O EMPURRÃO DAS MÃOS AMIGAS

Ainda que em Maputo, a capital moçambicana, esteja concentrada a maior quantidade de médicos do país, o número é tão baixo (pouco mais de 700) que nem ali é possível atenuar o déficit de especialistas, por isso são os cubanos, em quase todas as instituições onde estão colocados, o empurrão fundamental.

No Hospital Geral José Macano, o segundo com maior número de colaboradores na capital, são muitos os casos onde a mão amiga de uma Ilha do Caribe esteve presente. Às vezes a única.

Vestidos com toucas, máscaras e quanta medida profilática é possível, entramos a uma de suas salas de medicina interna. “É que há muitos casos de tuberculose e outras doenças contagiosas”, advertiu Magdalena Sáenz, uma doutora quase recém-chegada a Moçambique, para quem é lamentável “a ausência de um sistema de atendimento primário de saúde que permita evitar detectar a tempo as patologias”.

Segundo nos contou, “as pessoas chegam muito deterioradas ao hospital e, às vezes, é impossível obter bons resultados. Hoje o governo faz esforços para melhorar seu sistema sanitário, mas ainda falta muito por andar nesse caminho, se bem o apoio cubano deve ajudá-lo a sair na frente”.

“Encher de alguma maneira esses vazios de saúde, num país cuja esperança de vida não supera os 50 anos de idade, é nosso maior compromisso”, acrescentou Niurbi Santiesteban, outra doutora que sustenta a colaboração no José Macano e que foi artífice, como tantos cubanos nesta terra, de muitas histórias esperançosas.

ÁFRICA COM OLHOS PRÓPRIOS

Equilíbrio

Pareceria que levam o mundo acima. Um mundo bem pesado ao qual apenas vêm para carregá-lo, e embaixo, onde a vida passa, também não é diferente.
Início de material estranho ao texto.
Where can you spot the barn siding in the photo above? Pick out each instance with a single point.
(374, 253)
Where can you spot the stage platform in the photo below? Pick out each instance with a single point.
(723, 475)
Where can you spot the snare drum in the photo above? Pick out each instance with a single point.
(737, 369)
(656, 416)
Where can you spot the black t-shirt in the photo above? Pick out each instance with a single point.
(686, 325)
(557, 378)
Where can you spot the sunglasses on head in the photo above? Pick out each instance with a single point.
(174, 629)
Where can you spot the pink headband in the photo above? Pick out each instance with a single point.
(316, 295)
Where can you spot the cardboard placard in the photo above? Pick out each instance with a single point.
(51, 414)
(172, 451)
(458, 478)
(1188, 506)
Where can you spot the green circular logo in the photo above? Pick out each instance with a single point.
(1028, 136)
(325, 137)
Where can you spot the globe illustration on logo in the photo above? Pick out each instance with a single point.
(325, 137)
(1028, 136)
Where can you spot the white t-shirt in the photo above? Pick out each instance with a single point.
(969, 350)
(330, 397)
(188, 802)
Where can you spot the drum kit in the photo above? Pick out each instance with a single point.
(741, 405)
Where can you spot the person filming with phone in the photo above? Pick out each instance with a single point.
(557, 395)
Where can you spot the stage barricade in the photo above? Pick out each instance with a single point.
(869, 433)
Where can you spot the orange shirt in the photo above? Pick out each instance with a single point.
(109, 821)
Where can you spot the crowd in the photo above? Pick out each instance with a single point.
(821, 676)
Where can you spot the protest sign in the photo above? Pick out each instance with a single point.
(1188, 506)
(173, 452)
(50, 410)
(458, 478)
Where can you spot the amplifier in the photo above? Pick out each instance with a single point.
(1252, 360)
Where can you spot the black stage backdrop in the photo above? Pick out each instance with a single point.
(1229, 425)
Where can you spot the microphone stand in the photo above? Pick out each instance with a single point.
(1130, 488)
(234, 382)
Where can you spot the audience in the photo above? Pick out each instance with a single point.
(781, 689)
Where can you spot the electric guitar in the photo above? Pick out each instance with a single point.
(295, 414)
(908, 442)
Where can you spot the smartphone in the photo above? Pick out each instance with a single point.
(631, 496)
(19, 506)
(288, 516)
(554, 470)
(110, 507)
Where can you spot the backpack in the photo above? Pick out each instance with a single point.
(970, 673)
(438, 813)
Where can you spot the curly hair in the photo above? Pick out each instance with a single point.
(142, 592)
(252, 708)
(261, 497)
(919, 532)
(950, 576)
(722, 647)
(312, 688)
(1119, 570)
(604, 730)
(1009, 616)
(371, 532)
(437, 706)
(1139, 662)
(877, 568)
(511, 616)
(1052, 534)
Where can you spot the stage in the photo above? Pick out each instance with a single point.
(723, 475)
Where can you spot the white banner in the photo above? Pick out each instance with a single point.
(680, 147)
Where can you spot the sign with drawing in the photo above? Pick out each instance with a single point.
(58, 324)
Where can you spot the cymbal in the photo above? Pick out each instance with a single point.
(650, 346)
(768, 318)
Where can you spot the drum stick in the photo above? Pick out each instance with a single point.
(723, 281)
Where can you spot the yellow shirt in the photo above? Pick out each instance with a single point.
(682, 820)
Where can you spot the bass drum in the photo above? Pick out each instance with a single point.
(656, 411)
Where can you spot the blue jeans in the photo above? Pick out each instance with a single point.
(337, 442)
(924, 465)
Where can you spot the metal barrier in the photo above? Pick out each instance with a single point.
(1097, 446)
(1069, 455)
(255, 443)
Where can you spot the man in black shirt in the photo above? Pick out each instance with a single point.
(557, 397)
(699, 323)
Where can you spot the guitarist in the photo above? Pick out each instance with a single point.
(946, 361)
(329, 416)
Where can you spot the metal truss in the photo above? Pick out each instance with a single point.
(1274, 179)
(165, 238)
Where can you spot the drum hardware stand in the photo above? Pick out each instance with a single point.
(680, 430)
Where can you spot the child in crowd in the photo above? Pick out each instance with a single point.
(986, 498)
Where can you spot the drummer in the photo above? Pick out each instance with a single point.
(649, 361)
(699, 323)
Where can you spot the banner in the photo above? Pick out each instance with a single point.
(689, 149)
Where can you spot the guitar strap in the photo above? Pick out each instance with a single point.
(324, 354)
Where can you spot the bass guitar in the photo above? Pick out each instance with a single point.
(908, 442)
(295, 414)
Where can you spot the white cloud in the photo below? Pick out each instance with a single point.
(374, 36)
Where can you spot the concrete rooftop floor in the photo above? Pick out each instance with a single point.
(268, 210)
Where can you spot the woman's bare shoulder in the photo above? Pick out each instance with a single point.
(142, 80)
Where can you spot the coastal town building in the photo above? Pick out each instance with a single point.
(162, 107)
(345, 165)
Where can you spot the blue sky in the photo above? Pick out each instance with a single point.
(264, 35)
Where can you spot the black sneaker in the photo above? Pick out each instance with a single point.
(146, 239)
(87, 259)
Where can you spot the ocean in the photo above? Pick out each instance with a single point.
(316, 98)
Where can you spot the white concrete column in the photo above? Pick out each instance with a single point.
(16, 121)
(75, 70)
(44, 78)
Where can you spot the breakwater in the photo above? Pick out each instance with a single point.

Podem ser cestas enormes de frutas ou verduras, cestas de roupa, galões de água, lenha ou qualquer coisa. Podem ser mulheres jovens ou velhas as donas da carga; podem ser meninas, tanto faz se são pequenas. Sempre pobres, ainda que isso já seja uma carga acrescentada. Mas nunca são homens, ou quase nunca.

Também é coisa de mulheres isso de lavrar a terra, inclusive com os bebês nas costas. E são muito fortes e não se queixam e provavelmente lhes pareça bem que o mundo dos homens seja tão leve.

Isso foi o que lhes ensinaram. Foi assim por sempre. Aceitaram-no antes as avós, as tias, as irmãs... E muito poucas vezes, além da África, costumamos questionar ou descumprir o que foi instituído como bem. Ainda que esteja mal. Mas também isso: a noção do bem e do mal, já outros o disseram, é bem relativa.

De qualquer maneira, as mulheres em Moçambique, em toda a África e fora dali também, andam erguidas, com seus pescoços tensos, alheias àqueles que envolvidos em outra cultura, outros costumes e outros deveres instituídos, olham-nas assombrados, sentindo-se incapazes de fazer o mesmo.

E até haverá quem elogie seu equilíbrio, sua destreza, sem reparar nos séculos de desigualdade e discriminação que também carregam em suas cabeças. Um peso muito maior que qualquer outro sobre o qual sem valeria a pena refletir, independentemente da cultura diferente ou a “relatividade”.